Black Sails Season 3 Finale Review
The Black Sails Season 3 finale sails off into the sunset with a perfect episode.
This Black Sails Season 3 finale review contains spoilers.
Black Sails Seeason 3 Episode 10
The Black Sails Season 3 finale begins in Shakespearean darkness… Two men speak, Flint and Silver imagine the battle before them, speak of strategy, examine their souls. Like Prince Hal before the Battle of Agincourt, they lead us from place to place, revealing the outcome of battle, of life and death.
John Silver, once the feckless rogue, as eager to betray as to rob, is revealed as the soul of the new army. Yes, to both feared and loved sets a man apart, makes more possible. Perhaps even the unimagined could come to be.
Described by John’s silver tongue, Flint’s tragic life reveals its form. As Flint loves, so Flint destroys, Thomas, Gates, Miranda. His passions, always his master, seem to become the forces that wreck their will on others, either by storm or doldrums.
Of course, as Silver reminds us, the mind that conceived this magical congruence had been without food or water for several days.
On screen, the battle on the beach is well-conceived and presented. I wondered only why the warships did not simply pound everything on the beach to rubble. And why did they need mortars, which are traditionally used to reach foes a mile away. The answer being that this is fiction, not reality, and a ship’s battery pounding sand is no fun at all to watch.
For once, and probably under Silver’s guidance, the pirate’s forces are used as they should be. Pirates break the rules, that’s what they do. Sixty years before the American Revolution, the British Army gets introduced to guerilla warfare the hard way. The Maroons are doing what they do best, using their terrain, using terror and knives to defeat an army with superior weaponry. Terror is the best weapon of all.
In between battles, Silver and Eme consult about the Maroon’s future leadership. Just as Silver has learned to be the true leader of the pirates, so Eme is facing the fact that, as times change, her mother’s rule must necessarily come to an end. These are two who understand each other. The irony of Silver being the only trustworthy one is not lost, even on the participants in his story.
Darkness, rum, strategy.
In the light of day, Rackham learns of Charles Vane’s death from Blackbeard himself. Vane was the one who saw something in Rackham. Now he must prove himself, and so he does. Jack is still good for comic relief, too. But who wouldn‘t stutter with the eye of Blackbeard himself glaring down.

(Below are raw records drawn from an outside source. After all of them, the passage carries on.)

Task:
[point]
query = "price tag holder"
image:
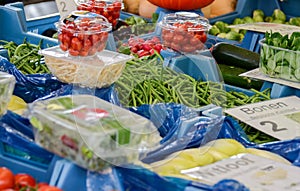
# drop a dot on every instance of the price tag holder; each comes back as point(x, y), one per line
point(257, 74)
point(65, 7)
point(265, 26)
point(255, 172)
point(279, 118)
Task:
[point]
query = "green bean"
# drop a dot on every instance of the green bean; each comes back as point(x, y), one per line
point(25, 56)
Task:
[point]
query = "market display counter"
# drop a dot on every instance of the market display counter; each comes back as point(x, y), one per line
point(182, 94)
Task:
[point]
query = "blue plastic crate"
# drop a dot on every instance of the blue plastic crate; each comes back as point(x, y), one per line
point(17, 31)
point(289, 7)
point(68, 176)
point(21, 154)
point(37, 25)
point(279, 90)
point(41, 169)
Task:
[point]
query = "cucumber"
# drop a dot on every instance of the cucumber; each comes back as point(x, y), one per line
point(231, 77)
point(233, 55)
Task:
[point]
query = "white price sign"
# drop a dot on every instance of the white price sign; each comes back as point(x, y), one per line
point(279, 118)
point(65, 7)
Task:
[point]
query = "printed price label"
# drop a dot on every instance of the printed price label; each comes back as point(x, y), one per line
point(256, 74)
point(265, 26)
point(257, 173)
point(279, 118)
point(65, 7)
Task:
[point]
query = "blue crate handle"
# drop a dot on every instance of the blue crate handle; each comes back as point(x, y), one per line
point(21, 154)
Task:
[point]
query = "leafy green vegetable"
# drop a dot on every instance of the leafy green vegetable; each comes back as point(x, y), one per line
point(279, 15)
point(280, 55)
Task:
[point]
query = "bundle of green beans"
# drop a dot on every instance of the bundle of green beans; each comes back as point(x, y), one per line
point(25, 56)
point(146, 81)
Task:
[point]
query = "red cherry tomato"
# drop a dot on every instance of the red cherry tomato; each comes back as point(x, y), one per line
point(73, 52)
point(48, 188)
point(24, 180)
point(6, 178)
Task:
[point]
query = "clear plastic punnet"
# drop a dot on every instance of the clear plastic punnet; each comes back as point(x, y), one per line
point(110, 9)
point(83, 33)
point(97, 71)
point(91, 132)
point(7, 84)
point(277, 62)
point(184, 31)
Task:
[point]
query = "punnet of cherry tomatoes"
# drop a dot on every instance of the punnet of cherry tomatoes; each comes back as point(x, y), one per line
point(22, 182)
point(184, 31)
point(83, 33)
point(108, 8)
point(140, 47)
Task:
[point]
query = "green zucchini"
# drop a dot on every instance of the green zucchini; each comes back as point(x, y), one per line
point(233, 55)
point(231, 77)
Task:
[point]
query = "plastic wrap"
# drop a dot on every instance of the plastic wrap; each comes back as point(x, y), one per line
point(30, 87)
point(141, 179)
point(166, 117)
point(91, 132)
point(108, 94)
point(19, 123)
point(22, 146)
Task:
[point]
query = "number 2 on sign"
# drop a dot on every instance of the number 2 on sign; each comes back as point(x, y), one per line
point(273, 124)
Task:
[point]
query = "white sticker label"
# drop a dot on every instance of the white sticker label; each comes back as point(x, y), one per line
point(255, 172)
point(279, 118)
point(65, 7)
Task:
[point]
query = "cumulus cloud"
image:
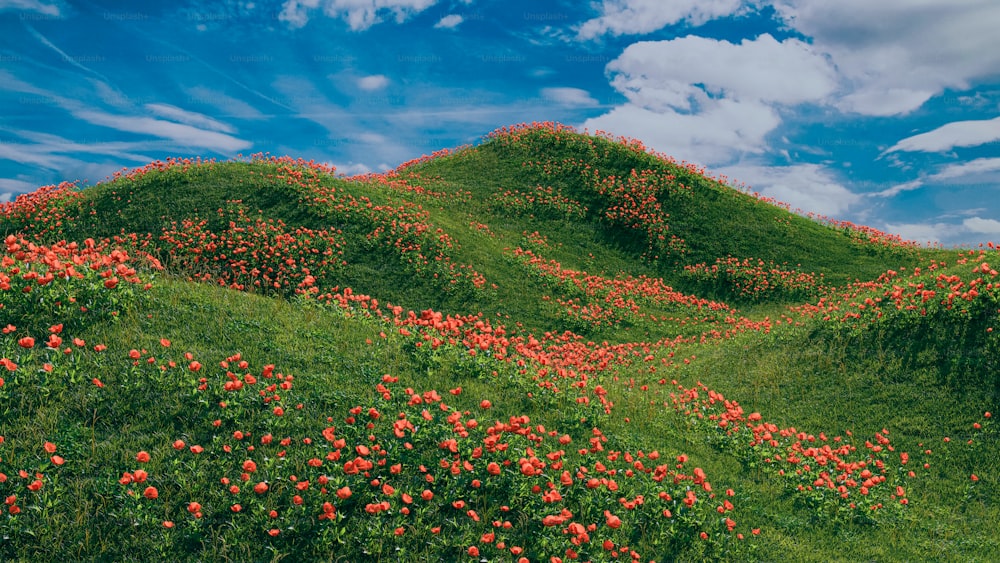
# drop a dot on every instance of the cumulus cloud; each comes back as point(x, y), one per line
point(569, 96)
point(625, 17)
point(692, 70)
point(373, 82)
point(956, 134)
point(893, 55)
point(358, 14)
point(449, 22)
point(709, 101)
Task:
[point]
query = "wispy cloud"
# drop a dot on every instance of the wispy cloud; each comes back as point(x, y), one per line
point(809, 187)
point(449, 22)
point(359, 14)
point(569, 96)
point(955, 134)
point(52, 9)
point(628, 17)
point(224, 104)
point(191, 118)
point(184, 135)
point(373, 82)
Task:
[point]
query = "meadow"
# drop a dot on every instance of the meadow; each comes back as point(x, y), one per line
point(548, 346)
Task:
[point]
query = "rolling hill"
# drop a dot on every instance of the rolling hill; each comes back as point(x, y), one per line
point(549, 345)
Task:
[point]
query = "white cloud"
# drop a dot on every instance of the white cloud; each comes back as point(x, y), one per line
point(359, 14)
point(892, 55)
point(711, 101)
point(934, 233)
point(984, 226)
point(682, 72)
point(955, 134)
point(11, 186)
point(725, 131)
point(373, 82)
point(569, 96)
point(44, 8)
point(227, 105)
point(182, 134)
point(624, 17)
point(449, 22)
point(191, 118)
point(971, 170)
point(898, 189)
point(807, 187)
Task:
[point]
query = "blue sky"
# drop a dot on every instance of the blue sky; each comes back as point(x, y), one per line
point(883, 113)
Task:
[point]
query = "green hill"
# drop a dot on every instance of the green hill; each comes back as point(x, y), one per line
point(643, 363)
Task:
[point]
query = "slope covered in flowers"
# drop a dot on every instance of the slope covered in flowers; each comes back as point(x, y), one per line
point(547, 347)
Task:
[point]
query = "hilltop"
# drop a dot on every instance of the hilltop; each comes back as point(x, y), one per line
point(643, 361)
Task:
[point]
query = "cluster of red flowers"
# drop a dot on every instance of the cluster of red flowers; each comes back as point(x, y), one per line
point(252, 253)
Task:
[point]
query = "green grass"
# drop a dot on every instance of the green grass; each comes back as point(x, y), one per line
point(848, 369)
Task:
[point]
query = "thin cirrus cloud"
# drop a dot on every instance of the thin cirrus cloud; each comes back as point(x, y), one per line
point(45, 8)
point(373, 82)
point(358, 14)
point(569, 96)
point(182, 134)
point(955, 134)
point(449, 22)
point(623, 17)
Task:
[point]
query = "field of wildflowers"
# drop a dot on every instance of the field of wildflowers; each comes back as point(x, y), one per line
point(547, 347)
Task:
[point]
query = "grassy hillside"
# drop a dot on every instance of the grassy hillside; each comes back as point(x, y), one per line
point(548, 346)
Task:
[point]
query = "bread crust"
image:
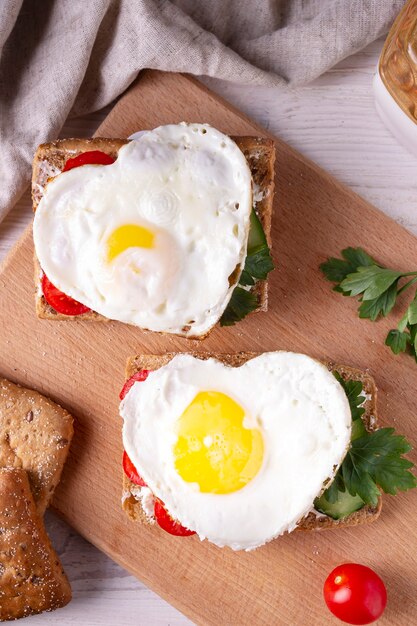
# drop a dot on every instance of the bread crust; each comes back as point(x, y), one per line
point(50, 159)
point(32, 579)
point(35, 435)
point(132, 505)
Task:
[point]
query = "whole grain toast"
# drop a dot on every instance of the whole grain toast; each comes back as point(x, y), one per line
point(50, 159)
point(35, 435)
point(31, 576)
point(131, 502)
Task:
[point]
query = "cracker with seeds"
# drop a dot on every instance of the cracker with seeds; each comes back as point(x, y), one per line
point(31, 576)
point(35, 435)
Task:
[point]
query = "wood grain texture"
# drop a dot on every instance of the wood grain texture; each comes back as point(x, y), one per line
point(82, 367)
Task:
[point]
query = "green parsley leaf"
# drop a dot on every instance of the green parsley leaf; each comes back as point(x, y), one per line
point(246, 279)
point(358, 274)
point(397, 341)
point(332, 493)
point(336, 270)
point(374, 461)
point(353, 390)
point(370, 281)
point(241, 303)
point(371, 309)
point(259, 262)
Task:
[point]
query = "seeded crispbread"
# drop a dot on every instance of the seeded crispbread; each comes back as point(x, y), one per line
point(131, 502)
point(50, 159)
point(35, 434)
point(31, 576)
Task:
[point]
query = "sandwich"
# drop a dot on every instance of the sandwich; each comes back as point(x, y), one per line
point(271, 436)
point(169, 232)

Jack is the brains. He may flinch when the firing begins, but he still stands his ground, and he’s stalwart enough to stick to the plan, even when the plan seems to doom him. When hope arises in the form of Chalres Vane’s foster-father, he recognizes the situation for what it is. “Charles was his foster-son, and in our way Charles and I were brothers. I do not know what that makes us to him, but we are something.”

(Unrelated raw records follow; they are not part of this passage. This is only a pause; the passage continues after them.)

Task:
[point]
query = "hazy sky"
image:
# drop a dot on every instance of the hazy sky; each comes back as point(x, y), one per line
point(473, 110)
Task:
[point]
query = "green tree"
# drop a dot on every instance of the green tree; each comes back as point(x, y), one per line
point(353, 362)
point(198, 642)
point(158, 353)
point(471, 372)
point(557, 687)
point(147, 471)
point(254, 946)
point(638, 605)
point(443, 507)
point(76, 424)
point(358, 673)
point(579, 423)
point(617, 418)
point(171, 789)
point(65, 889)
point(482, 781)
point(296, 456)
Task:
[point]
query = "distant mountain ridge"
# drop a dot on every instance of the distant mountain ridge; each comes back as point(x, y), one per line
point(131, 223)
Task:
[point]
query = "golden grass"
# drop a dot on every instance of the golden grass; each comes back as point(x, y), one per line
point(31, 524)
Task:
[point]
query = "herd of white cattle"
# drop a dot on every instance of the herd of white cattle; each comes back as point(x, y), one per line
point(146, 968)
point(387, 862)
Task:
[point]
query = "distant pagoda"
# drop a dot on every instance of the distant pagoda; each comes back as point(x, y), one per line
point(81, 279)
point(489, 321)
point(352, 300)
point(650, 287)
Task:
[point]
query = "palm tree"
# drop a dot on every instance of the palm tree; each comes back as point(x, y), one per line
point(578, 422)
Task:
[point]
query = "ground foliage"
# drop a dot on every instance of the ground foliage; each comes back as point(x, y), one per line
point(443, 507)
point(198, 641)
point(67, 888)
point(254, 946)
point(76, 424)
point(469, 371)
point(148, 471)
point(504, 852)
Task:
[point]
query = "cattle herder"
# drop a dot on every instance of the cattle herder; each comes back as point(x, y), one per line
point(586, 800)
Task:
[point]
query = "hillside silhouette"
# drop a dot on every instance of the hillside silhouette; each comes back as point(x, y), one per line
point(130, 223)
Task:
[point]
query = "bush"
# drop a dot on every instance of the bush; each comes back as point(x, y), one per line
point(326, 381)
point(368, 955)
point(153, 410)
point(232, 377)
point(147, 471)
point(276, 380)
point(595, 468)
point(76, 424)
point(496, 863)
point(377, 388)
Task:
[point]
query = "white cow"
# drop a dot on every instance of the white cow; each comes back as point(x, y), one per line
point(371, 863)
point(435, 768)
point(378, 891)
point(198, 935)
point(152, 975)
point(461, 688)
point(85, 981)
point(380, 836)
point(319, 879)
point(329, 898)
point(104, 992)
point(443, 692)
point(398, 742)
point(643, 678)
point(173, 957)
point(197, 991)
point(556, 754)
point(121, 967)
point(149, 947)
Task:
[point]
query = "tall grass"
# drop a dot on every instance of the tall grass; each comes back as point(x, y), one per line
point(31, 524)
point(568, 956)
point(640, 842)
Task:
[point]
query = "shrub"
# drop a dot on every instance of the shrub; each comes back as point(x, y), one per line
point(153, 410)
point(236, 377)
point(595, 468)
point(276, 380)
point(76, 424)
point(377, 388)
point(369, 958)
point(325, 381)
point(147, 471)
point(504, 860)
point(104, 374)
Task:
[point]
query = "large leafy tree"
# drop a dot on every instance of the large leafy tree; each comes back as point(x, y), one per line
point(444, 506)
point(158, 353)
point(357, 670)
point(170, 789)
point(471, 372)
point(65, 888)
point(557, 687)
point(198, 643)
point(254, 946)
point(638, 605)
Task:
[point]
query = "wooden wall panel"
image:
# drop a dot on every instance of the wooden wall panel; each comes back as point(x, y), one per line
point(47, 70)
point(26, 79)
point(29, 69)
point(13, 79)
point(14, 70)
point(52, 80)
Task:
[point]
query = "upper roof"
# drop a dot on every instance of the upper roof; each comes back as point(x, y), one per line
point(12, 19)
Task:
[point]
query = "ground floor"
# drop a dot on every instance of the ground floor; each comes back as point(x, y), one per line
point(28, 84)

Anne Bonny may use some wits to ponder such considerations, but her job is as muscle. She leads the assault on the British flagship, and has the presence of mind to immediately set the stern-chasers to firing on the rest of the British fleet.
The Navy turns to run, but I wouldn’t like to get away, with a shore on one side and Blackbeard on the other. Still someone must carry world of the rout back to Nassau. As Flint calls after the last, retreating redcoat, “Tell the Governor we’re coming.”
And, at last, in Nassau, Rogers and Eleanor pledge their love, over the rotting corpse of Charles Vane. A body hung for three days in the tropical sun would be enough to clear a couple of streets. Here, it is enough to feed the fires of Billy Bones’ imagination.
First the Black Spot. Is it a myth? However the tale started, the man the Spot was served to in dead enough now. Once again, Pirates don’t play fair. Throckmorton’s dangling body, placed so similarly to that of Vane, sends the clearest message possible. Death walks the streets of Nassau, and it is not under the reign of the Governor.
I struggle with the image of Max readings ultimatums to men. Thank God, in the 21st century we can’t imagine the lowly position of women in the 18th. But her placement in the story leaves Max where she has suddenly realized she needs to be – unallied, which is suddenly much more secure than being allied with the wrong side.
I fear for what will happen to Eleanor. The pirates are not gentle with their female captives, and Eleanor has caused them immeasurable embarrassment, trouble, and grief. Even Jack, normally a man who abhors violence, might do anything.
At the last, we are left with the beginnings of the Brethren Courty, pirates around the table. Before them is war. And the Legend of Long John Silver.
See you next year for more Black Sails!